Foodservice News This Week:

  • Lowering blood alcohol limits for driving has received a cool reception from the National Restaurant Association as well as the American Beverage Institute, which represents 8,000 restaurants that serve beverage alcohol. The National Transportation Safety Board has proposed lowering the blood alcohol limit for driving from the current level of 0.08 percent to 0.05 percent. The NTSB has no authority to set limits for drunk driving but can enforce their rules by withholding federal funds. This is how the government agency got the states to adopt the 0.08 percent limit although it took 20 years. Restaurants fear not only the loss of profits from their bar business but an overall loss of food sales as well if people can't drink at their establishments. Restaurant spokespersons point out less than 1 percent of highway deaths involve impaired drivers in the 0.05 percent to 0.08 percent range. They also note that a person of small stature could hit or exceed the 0.05 percent level with just one drink.
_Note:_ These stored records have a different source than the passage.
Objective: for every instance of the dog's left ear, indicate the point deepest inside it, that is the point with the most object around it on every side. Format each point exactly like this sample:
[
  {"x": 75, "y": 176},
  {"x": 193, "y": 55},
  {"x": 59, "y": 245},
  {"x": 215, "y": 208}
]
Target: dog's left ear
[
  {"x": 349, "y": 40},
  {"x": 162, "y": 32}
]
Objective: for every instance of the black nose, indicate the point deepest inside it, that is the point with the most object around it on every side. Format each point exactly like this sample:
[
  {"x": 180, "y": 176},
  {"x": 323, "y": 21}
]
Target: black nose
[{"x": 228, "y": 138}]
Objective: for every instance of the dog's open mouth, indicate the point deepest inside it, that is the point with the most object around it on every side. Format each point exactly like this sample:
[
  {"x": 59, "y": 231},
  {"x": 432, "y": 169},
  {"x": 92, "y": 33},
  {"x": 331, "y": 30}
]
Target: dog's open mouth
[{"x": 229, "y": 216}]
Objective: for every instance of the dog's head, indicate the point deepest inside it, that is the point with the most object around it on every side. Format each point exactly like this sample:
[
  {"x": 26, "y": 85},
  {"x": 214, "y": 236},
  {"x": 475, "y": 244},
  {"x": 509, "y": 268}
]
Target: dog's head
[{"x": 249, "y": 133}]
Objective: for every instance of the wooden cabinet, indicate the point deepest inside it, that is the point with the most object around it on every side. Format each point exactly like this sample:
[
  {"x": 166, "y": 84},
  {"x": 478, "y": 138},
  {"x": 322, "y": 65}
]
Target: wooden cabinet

  • France looks to frozen foods to protect their bottom lines as wages climb. Made from scratch dishes are being replaced by frozen product as minimum wage in France has climbed more than 36 percent in real terms since 1990. Of course, in the land of great chefs and great dining, there are holdouts who still make everything in their kitchens and this group is lobbying for full disclosure on where the food comes from.
  • Sandwiches are a fast growing foodservice product, according to data from Technomic. The total sandwich category itself is not growing but more consumers are eating them away from the home. Nearly half of all sandwiches are ordered out, which is up from 44 percent in 2010.
  • Smaller menus at McDonald's are apparently in the works as the fast food giant reduces its current 145 items now being offered. McDonald's menu has grown 70 percent since 2007 according to Bloomberg News which quoted a corporate email to McD's franchisees. At least seven items are potentially going to be removed although a spokesperson for the chain played down the matter, stating that the company has been adding and removing menu items for decades.
  • McDonald's china expansion will result in 75,000 new positions this year on top of the 90,000 people they currently employ in the country.
  • Two Memphis barbeque giants died on the same day. John Willingham, founder of Willingham's World Champion Bar-B-Que and Don Pelt's, founder of the Corky's BarBQ, both died on the opening day of the Memphis in May World Championship Barbeque Cooking Contest this month.
  • Growth Chains: Krystal plans on opening 13 new locations by the end of the year. Noodles & Company's franchisee in New Jersey plans on opening 40 restaurants in the Northern and Central parts of the state while another franchisee has plans for 20 locations on Long Island, N.Y. Tim Horton's has signed an agreement for building 100 restaurants in Saudi Arabia. Starbucks has announced they plan on growing from 350 outlets in India to 4,000.
  • Comparable Store Sales Reports: Ark Restaurants (down 4.4 percent), Country Style Cooking (down 4.1 percent), Diversified Restaurant Holdings (up 3.5 percent), Granite City (up 2.7 percent), Jack in the Box (system up 0.1 percent, company-owned up 0.9 percent and franchised down 0.2 percent), Qdoba (system down 1.5 percent, company-owned down 0.5 percent and franchised down 0.9 percent) and Steak N Shake (up 0.3 percent).